FR0 jets and recollimation-induced instabilities

TL;DR

This paper investigates the dynamics of low-power FR0 jets, proposing that hydrodynamical instabilities at pc scales cause their rapid deceleration and compact appearance, contrasting with larger, more stable jets in other radio galaxy classes.

Contribution

It introduces a 3D relativistic hydrodynamical simulation demonstrating how recollimation-induced instabilities lead to jet deceleration in FR0s, providing a physical explanation for their observed properties.

Findings

Instabilities cause rapid jet deceleration and turbulence.

Mixing and entrainment are promoted by recollimation shocks.

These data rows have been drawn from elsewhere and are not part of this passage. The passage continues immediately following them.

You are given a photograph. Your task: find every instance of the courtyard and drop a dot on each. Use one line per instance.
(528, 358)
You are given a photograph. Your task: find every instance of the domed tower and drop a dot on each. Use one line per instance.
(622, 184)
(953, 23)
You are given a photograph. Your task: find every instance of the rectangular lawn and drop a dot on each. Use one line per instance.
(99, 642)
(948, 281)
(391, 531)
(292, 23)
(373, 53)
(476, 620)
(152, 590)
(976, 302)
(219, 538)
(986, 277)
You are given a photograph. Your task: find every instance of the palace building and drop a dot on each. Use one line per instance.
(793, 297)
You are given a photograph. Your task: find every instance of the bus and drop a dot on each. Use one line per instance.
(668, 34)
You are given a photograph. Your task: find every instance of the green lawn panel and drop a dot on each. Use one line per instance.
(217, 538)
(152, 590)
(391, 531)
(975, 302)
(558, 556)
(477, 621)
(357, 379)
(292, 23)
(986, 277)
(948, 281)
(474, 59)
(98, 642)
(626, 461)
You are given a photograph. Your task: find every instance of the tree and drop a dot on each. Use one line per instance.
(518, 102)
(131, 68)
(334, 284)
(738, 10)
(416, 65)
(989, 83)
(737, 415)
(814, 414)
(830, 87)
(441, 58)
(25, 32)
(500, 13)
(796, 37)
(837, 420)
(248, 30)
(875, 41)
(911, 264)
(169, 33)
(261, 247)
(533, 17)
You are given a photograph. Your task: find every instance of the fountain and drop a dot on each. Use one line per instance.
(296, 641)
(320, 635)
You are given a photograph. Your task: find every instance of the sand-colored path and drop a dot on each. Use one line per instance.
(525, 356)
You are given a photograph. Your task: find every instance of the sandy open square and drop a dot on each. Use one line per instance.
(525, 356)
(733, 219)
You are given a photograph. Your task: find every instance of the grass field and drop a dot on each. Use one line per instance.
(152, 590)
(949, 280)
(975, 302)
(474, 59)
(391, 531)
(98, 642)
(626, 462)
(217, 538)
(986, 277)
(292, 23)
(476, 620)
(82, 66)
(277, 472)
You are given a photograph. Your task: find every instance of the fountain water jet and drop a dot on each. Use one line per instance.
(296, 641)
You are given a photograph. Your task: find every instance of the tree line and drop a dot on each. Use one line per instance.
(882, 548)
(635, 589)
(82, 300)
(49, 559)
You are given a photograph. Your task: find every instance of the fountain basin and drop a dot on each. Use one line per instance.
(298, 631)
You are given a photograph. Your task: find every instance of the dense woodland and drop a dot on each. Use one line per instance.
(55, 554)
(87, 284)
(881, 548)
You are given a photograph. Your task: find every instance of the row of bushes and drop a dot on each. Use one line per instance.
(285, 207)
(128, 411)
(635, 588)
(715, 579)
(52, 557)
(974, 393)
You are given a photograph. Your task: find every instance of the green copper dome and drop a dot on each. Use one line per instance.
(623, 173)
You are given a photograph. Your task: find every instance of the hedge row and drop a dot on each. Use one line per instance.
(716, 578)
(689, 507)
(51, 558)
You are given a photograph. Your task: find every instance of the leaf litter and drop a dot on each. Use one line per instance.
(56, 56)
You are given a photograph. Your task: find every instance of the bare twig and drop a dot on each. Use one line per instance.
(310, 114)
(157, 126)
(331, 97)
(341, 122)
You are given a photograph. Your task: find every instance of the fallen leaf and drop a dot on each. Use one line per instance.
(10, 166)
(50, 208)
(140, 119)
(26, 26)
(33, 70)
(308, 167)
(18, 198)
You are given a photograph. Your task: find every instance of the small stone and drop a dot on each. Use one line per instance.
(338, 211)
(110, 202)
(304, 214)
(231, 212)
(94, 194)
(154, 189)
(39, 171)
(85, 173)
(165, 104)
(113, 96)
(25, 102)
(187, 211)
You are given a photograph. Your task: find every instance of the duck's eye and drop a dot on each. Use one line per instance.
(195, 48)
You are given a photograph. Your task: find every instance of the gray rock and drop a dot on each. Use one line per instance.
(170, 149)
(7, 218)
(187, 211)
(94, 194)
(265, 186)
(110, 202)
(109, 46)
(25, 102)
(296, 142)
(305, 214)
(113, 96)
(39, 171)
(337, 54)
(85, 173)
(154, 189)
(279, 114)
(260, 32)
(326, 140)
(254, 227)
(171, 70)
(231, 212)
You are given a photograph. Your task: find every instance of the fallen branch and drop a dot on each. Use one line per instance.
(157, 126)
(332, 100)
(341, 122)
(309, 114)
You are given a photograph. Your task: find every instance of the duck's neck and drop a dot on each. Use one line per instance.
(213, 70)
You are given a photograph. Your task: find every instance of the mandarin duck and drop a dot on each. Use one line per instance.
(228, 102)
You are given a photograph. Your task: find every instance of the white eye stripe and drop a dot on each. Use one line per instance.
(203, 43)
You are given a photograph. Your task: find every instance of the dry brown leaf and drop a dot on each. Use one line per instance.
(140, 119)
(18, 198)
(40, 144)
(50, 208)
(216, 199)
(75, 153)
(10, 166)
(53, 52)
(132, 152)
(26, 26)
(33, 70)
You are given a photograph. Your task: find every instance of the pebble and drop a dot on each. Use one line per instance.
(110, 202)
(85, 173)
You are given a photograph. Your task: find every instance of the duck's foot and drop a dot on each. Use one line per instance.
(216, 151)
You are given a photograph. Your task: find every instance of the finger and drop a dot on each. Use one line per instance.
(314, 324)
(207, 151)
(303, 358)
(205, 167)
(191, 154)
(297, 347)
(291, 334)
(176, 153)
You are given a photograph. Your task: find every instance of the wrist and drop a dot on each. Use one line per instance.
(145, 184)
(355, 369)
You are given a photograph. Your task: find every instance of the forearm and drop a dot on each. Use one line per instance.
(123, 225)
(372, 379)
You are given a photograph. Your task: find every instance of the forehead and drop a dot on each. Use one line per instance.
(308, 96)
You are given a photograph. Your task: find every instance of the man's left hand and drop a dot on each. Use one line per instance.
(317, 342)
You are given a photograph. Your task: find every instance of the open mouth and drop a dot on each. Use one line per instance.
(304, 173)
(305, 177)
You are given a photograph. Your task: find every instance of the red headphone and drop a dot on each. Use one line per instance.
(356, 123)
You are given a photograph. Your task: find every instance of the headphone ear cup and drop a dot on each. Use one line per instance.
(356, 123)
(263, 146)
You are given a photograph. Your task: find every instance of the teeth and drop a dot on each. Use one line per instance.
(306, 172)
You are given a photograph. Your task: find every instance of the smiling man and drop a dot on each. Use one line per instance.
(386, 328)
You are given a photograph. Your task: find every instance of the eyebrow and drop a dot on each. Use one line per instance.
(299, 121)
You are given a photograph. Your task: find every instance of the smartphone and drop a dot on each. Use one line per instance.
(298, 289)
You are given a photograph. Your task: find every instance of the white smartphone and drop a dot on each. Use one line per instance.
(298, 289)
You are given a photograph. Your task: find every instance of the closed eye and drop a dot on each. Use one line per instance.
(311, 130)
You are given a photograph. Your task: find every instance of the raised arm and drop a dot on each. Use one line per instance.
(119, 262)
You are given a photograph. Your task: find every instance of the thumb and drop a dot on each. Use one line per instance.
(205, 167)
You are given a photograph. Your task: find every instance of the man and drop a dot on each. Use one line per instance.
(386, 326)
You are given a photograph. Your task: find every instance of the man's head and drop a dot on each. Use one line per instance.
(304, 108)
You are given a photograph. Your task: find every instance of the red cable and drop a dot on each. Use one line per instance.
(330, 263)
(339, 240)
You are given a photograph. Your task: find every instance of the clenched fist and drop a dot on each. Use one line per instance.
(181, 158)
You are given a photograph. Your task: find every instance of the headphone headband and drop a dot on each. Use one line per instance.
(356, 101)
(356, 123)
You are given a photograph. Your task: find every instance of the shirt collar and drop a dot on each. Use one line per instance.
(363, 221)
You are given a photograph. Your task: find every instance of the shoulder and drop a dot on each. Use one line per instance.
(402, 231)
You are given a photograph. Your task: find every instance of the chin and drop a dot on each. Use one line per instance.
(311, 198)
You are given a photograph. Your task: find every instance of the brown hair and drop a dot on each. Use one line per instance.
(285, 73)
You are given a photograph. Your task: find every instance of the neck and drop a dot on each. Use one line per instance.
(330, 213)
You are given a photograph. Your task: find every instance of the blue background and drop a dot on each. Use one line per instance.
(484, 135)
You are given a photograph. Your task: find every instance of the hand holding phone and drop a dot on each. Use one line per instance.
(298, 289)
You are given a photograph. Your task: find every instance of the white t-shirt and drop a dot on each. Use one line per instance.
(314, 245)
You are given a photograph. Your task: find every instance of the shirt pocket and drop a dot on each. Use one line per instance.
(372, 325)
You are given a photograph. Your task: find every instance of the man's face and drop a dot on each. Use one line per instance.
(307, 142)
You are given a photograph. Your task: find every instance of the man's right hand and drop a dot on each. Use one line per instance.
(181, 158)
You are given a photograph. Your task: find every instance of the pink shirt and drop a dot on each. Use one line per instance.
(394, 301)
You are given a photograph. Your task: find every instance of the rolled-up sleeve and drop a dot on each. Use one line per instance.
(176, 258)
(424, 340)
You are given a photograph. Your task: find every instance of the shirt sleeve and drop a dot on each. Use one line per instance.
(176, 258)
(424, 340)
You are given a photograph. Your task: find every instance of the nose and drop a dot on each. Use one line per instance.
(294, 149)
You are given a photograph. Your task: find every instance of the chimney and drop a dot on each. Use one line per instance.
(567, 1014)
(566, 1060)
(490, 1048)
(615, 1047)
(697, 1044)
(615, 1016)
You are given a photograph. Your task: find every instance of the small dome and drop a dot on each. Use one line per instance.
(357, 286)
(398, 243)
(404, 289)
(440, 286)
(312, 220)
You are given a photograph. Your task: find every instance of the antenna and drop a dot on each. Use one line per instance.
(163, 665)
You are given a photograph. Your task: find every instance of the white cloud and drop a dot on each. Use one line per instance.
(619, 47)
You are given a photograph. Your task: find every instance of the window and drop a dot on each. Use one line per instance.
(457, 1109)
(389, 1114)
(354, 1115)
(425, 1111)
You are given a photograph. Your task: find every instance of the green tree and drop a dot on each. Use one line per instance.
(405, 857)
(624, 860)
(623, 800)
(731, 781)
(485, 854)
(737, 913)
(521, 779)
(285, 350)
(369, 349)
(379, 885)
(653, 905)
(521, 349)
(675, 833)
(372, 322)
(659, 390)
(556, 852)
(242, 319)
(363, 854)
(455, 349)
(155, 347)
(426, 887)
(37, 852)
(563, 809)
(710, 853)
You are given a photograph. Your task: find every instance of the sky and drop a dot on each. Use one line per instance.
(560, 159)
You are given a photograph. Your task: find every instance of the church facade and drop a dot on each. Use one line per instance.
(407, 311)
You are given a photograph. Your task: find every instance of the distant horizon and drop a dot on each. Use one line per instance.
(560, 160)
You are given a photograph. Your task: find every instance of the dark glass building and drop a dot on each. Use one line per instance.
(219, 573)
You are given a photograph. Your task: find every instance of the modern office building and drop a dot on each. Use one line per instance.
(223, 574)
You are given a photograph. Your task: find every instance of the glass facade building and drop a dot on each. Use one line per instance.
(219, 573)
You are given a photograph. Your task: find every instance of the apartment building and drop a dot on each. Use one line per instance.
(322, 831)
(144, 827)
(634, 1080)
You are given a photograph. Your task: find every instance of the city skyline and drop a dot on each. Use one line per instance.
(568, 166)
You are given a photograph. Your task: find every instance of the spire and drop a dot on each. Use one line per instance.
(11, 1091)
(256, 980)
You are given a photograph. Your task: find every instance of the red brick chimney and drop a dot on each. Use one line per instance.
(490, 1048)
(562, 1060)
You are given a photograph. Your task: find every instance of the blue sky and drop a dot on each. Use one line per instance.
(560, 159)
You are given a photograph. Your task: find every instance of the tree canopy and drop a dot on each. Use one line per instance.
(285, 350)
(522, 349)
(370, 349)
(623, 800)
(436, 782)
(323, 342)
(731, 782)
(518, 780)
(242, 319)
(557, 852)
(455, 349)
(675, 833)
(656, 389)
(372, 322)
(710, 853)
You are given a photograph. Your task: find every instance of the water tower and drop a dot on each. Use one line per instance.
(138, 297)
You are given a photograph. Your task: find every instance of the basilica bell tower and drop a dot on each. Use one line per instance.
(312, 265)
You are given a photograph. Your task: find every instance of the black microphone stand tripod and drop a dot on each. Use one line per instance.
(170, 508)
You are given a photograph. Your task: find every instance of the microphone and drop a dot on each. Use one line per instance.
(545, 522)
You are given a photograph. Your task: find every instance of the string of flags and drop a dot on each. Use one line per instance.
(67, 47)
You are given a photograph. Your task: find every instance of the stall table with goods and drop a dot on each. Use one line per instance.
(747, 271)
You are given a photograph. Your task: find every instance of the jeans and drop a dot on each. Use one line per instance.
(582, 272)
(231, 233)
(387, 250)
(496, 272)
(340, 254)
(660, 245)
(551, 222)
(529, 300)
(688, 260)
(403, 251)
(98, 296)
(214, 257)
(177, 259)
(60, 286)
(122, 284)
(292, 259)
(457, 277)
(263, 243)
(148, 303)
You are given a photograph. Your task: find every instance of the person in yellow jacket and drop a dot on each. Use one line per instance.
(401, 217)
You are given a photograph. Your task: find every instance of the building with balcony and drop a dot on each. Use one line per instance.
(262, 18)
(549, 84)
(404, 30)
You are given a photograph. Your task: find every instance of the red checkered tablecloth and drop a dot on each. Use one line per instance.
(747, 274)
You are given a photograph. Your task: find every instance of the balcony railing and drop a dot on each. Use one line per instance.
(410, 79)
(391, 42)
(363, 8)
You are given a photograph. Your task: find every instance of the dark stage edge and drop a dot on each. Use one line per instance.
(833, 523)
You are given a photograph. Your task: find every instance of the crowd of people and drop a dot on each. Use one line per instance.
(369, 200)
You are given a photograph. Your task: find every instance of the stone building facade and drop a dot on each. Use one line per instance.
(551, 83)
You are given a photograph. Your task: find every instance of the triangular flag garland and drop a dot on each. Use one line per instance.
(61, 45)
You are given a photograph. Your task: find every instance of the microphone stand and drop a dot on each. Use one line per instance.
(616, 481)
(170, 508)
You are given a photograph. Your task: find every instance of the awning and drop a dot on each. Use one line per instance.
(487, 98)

Higher power jets are less affected, allowing larger scale propagation.

Abstract

The recently discovered population of faint FR0 radiogalaxies has been interpreted as the extension to low power of the classical FRI sources. Their radio emission appears to be concentrated in very compact (pc-scale) cores, any extended emission is very weak or absent and VLBI observations show that jets are already mildly or sub-relativistic at pc scales. Based on these observational properties we propose here that the jets of FR0s are strongly decelerated and disturbed at pc scale by hydrodynamical instabilities.}{With the above scenario in mind, we study the dynamics of a low-power relativistic jet propagating into a confining external medium, focusing on the effects of entrainment and mixing promoted by the instabilities developing at the jet-environment interface downstream of a recollimation shock. We perform a 3D relativistic hydrodynamical simulation of a recollimated jet by means of the state-of-the-art code PLUTO. The jet is initially conical, relativistic (with initial Lorentz Factor $\Gamma$=5), cold and light with respect to the confining medium, whose pressure is assumed to slowly decline with distance. The magnetic field is assumed to be dynamically unimportant. The 3D simulation shows that, after the first recollimation/reflection shock system, a rapidlygrowing instability develops, as a result of the interplay between recollimation-induced instabilities and Richtmyer-Meshkov modes. In turn, the instabilities promote strong mixing and entrainment that rapidly lead to the deceleration of the jet and spread its momentum to slowly moving, highly turbulent external gas. We argue that this mechanism could account for the peculiarities of the low-power FR0 jets. For outflows with higher power, Lorentz factor or magnetic field, we expect that the destabilizing effects are less effective, allowing the survival of the jet up to the kpc scale, as observed in FRIs.